Quando somamos a esta realidade as precárias condições de vida dos
vilarejos onde moram os mineiros, a proximidade na execução das
tarefas típicas do seu trabalho e o fato de estas não terem sido
interrompidas mesmo após a detecção do contágio nas mineradoras
temos como resultado a preparação de um terreno fértil para as
formas mais devastadoras da Covid-19.
A
baixa taxa de desemprego medida pelos institutos governamentais
esconde uma realidade aterradora. Longe de termos postos de trabalho
que oferecem alguma proteção social, os anos de crescimento
econômico deixaram quase intocada a informalidade que caracteriza o
mercado de trabalho do país.
Em
2004, cerca de 80 em cada 100 trabalhadores não possuíam nenhum
vínculo formal de emprego.
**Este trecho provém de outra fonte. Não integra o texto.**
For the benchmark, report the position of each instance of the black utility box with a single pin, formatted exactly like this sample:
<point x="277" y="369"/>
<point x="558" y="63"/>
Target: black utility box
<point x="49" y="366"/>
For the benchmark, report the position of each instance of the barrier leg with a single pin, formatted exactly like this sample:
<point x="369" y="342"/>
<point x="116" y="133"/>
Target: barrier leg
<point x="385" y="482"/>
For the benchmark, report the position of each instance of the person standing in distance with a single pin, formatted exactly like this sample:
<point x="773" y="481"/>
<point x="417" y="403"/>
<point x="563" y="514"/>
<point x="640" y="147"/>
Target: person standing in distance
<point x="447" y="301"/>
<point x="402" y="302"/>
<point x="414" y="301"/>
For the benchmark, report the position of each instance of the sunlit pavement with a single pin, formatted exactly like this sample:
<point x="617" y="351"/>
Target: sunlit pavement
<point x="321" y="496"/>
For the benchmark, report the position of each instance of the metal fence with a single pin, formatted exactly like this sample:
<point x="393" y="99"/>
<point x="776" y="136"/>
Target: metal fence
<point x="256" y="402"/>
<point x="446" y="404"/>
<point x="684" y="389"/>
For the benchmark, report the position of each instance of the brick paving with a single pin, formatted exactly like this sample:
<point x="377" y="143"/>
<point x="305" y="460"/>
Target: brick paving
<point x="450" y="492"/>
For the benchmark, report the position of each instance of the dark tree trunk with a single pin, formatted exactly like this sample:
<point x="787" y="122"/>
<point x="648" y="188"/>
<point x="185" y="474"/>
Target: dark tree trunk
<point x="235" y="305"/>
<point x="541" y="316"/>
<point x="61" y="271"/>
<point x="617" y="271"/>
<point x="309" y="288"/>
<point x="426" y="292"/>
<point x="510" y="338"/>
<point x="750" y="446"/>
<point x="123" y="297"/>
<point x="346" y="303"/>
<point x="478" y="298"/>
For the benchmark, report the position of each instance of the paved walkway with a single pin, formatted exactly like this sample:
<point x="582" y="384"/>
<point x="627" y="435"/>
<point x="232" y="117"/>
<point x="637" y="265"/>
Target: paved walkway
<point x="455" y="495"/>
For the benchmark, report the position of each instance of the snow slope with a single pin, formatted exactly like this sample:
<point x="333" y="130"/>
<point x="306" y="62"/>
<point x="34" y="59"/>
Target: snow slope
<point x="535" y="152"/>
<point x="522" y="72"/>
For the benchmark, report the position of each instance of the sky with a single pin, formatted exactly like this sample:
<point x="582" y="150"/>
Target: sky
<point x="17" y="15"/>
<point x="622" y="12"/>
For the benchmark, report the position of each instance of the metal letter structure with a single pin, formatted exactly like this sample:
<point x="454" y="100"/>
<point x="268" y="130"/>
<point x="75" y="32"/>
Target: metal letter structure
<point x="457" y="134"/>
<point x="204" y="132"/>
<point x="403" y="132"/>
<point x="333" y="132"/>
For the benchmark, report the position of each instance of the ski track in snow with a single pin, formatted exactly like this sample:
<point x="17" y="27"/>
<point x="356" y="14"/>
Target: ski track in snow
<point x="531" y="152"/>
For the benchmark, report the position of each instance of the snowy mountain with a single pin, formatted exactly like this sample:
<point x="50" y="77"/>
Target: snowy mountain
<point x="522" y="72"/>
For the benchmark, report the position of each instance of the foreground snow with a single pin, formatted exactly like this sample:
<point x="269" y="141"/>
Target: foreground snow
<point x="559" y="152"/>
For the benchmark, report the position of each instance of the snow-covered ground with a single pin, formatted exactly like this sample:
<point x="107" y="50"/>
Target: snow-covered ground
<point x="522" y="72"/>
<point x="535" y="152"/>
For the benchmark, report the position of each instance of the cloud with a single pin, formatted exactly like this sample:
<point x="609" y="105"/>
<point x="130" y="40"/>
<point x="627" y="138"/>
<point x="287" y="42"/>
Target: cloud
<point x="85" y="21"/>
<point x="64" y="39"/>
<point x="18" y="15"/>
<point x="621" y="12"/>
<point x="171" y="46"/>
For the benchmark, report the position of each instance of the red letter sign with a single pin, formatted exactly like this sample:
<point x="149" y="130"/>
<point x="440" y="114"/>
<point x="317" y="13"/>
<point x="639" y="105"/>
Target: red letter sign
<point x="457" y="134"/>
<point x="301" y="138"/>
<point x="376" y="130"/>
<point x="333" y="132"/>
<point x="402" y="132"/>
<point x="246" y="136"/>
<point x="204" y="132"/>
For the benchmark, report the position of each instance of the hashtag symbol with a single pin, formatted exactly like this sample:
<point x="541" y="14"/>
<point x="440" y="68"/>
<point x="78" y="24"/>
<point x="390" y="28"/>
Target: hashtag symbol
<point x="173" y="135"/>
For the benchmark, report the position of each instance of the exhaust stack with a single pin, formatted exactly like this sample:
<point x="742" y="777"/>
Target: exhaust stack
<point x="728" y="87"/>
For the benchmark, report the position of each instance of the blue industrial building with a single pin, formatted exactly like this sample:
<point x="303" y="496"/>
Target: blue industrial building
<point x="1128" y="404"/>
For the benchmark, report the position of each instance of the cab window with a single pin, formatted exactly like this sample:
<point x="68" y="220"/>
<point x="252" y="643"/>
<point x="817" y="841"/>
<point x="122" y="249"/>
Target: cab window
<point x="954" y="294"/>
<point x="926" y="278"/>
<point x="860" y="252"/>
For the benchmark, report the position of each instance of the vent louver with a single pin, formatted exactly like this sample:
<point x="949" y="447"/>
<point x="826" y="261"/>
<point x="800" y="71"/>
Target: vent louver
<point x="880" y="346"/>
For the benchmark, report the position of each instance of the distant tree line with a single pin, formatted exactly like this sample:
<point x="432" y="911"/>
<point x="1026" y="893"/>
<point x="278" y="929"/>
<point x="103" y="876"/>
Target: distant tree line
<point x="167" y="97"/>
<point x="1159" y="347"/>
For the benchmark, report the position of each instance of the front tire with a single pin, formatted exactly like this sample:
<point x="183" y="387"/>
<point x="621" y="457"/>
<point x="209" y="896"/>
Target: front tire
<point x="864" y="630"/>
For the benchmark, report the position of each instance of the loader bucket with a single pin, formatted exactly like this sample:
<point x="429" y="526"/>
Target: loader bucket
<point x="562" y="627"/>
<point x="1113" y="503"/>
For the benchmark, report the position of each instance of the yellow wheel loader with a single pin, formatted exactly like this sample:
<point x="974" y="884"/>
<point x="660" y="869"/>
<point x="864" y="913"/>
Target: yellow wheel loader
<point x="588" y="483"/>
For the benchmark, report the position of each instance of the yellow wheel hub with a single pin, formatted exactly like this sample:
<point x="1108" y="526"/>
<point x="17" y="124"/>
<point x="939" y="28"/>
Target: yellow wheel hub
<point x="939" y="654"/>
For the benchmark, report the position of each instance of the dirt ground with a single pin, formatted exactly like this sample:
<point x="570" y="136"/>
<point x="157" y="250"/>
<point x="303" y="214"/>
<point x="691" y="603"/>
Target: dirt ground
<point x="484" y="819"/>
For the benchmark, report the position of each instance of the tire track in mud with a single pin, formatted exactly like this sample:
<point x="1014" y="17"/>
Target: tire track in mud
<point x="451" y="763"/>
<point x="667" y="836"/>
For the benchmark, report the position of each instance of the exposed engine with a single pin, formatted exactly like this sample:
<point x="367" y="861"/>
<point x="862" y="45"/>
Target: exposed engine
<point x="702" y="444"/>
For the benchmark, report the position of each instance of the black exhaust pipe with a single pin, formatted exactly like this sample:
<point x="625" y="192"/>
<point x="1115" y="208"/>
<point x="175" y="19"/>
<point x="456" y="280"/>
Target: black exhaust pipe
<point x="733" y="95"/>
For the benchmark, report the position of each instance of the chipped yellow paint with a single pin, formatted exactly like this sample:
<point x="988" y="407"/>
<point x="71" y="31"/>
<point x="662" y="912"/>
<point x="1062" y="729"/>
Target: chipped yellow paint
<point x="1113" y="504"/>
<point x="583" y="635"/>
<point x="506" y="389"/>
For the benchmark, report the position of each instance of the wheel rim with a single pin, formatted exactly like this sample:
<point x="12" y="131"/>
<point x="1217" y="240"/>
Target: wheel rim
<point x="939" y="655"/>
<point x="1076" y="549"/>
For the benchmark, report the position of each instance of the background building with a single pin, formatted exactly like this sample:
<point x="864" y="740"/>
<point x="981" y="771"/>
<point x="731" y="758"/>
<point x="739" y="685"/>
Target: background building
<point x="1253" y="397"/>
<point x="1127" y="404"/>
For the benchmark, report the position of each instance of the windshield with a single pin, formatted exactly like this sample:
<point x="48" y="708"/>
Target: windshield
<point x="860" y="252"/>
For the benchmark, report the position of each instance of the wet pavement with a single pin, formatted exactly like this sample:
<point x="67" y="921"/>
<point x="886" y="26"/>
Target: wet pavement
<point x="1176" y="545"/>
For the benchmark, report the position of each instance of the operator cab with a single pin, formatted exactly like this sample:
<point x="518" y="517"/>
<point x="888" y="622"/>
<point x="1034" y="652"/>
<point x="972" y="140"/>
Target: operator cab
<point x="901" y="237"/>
Este número desceu a 65 em cada 100, em
2018, o patamar mais baixo registrado pelas pesquisas; e, em 2019, a
informalidade voltou a subir, alcançando 71%.48
Ou seja, 71 em cada 100 pessoas sobrevivem com aquilo que conseguem
ganhar dia após dia e não têm acesso a nenhuma forma de proteção
social.
Em
meados de março, o governo do Peru criou um bônus de 760 sóis
peruanos (U$222) a ser pago a 6 milhões e 800 mil lares mais pobres.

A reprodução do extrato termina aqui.